What can be done if a child is being abused?

Region: Ontario Answer # 971

Child abuse, whether it is physical or emotional, is taken very seriously in our society. So much so that when abuse is even just suspected for a child under 16 years old (or 17 and below if living under a child protection order), members of the public in Ontario are legally obliged to report it to authorities.

If you suspect abuse is happening to a child, or you yourself are in danger, there are a number of options you have for immediate help. They include:

  • call 9-1-1 (if available in your area), or your local police emergency number
  • the Children’s Aid Society can provide help and information if child abuse is suspected or taking place
  • call a local crisis or help line, such as the Ontario Victim Support Line at 1-888-579-2888 or 416-314-2447, or the Assaulted Women’s Helpline at 1-866-863-0511 or 416-863-0511
  • Ontario Victim Services can help provide services such food, clothing and shelter
  • contact your family doctor
  • many community organizations provide social services
  • contact a lawyer referral service, a Legal Aid office or a public legal education and information association to find out where you can get legal help and if you can get help free of charge.
  • contact the Ontario Ministry of Women’s Issues or the Ontario Association of Interval and Transition Houses for a list of shelters in your area that can give temporary help and somewhere safe to stay
  • speak with someone you trust, such as family, friends or neighbours; as well,
  • The Kids Help Phone can connect kids, teens and young adults, from any community in Canada, to a professional counsellor 24 hours a day, 365 day a year.
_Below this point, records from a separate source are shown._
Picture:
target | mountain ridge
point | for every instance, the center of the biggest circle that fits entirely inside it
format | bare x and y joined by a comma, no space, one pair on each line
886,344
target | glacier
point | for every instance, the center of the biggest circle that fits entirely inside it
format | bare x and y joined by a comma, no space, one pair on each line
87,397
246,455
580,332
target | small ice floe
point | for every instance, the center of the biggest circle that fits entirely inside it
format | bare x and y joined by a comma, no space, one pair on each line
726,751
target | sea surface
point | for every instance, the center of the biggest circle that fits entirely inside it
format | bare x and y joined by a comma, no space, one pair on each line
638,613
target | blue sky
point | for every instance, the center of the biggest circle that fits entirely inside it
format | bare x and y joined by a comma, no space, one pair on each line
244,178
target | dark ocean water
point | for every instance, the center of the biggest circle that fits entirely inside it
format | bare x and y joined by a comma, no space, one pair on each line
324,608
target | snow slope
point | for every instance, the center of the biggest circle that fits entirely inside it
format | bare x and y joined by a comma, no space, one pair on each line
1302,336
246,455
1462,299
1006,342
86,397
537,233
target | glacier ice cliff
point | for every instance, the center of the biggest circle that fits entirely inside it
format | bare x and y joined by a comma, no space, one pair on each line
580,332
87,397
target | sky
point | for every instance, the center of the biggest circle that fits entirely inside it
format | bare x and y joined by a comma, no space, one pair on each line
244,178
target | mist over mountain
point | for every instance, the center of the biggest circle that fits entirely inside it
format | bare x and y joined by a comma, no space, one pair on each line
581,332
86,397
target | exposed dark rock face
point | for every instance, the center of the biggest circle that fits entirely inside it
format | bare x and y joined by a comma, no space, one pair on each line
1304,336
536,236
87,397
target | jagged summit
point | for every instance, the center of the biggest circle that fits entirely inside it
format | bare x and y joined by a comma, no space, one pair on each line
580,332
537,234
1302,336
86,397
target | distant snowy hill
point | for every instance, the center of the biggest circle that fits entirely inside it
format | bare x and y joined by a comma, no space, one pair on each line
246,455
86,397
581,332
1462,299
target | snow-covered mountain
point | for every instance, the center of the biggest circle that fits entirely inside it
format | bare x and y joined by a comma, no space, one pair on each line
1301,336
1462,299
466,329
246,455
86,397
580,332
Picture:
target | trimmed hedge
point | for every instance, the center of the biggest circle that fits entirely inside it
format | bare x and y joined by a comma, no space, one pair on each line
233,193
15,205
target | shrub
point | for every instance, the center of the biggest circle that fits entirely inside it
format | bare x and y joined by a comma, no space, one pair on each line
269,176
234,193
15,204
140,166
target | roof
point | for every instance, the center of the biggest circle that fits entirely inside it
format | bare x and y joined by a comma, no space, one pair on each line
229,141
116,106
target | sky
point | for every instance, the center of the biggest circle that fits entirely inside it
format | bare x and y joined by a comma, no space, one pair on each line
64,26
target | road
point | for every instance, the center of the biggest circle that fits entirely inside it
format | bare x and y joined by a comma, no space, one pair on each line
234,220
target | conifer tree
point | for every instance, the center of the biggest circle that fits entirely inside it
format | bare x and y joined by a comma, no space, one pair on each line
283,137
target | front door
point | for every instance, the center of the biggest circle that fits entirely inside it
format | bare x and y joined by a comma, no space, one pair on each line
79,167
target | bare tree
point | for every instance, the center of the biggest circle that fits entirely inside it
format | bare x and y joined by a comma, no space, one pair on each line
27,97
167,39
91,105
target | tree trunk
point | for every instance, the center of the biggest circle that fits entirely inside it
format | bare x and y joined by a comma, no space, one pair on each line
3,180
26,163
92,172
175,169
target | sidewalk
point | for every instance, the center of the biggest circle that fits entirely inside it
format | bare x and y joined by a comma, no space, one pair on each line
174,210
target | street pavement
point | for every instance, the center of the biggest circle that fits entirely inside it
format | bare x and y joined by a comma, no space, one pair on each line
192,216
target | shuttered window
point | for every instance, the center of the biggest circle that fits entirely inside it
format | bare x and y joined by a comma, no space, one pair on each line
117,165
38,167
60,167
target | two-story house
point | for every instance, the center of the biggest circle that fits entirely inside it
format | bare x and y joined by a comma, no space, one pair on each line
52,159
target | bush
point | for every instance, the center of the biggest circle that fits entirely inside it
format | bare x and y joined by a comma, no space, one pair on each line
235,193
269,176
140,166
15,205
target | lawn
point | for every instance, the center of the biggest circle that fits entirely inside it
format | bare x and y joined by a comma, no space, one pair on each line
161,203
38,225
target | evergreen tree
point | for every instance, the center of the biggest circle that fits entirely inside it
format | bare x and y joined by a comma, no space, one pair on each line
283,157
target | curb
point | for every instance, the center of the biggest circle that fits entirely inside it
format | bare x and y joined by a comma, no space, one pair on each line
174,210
Call 1-800-668-6868, or go online at KidsHelpPhone.ca


Child protection laws

There are federal, provincial and territorial laws to protect children from abuse. These laws are called child protection laws and are dealt with in various provincial Child, Youth and Family Services Acts. Some types of abuse are crimes and are listed in the Criminal Code which is a federal law that applies across Canada.

In Ontario, child protection is dealt with in section III of the Child, Youth and Family Services Act. Professionals working with children, such as teachers, doctors, nurses, social workers and sports coaches, particularly have a duty to report abuse to authorities and can be fined up to $1,000 under the Act if they do not.

Only a reasonable belief that abuse is happening is required to trigger a report. It does not matter that there is no proof or that a report has already been filed regarding the child in the past. Anyone filing such a report is protected by statute from being sued in a civil court.

A report will result in an investigation by police and/or a worker from a local children’s aid society. A “child in need of protection” is any child suffering physical, sexual or emotional abuse, neglect or other risk of harm. A child can be removed from the home for his or her protection when there is evidence that the child has suffered harm or is in risk of future harm.

There is a heavy onus on investigators who recommend that the child be removed from his or her home.  The investigators must satisfy the court that the criteria necessary to intervene are met. Parents of a child have the right to legal representation to challenge the removal of the child.

The courts, however, can be reluctant to remove children in every case. For example, the Supreme Court of Canada decided a pregnant woman could not be taken into custody to protect her unborn child even though there was risk of harm to the child from drug and alcohol abuse. In addition, there are special provisions concerning the removal of Native children from their homes for their protection. In such circumstances, courts must recognize the uniqueness of Indian and Native culture, heritage and traditions, and take into consideration the importance of preserving the child’s cultural identity.

Also, it should be noted that children are not immune from certain types of “harm,” such as those which might be considered part of parental discipline. The Supreme Court of Canada upheld section 43 of the Criminal Code, which gives every schoolteacher, parent, or person standing in the place of a parent the right to use force by way of correction toward a pupil or child who is under his or her care, as long as the force does not exceed what is reasonable under the circumstances.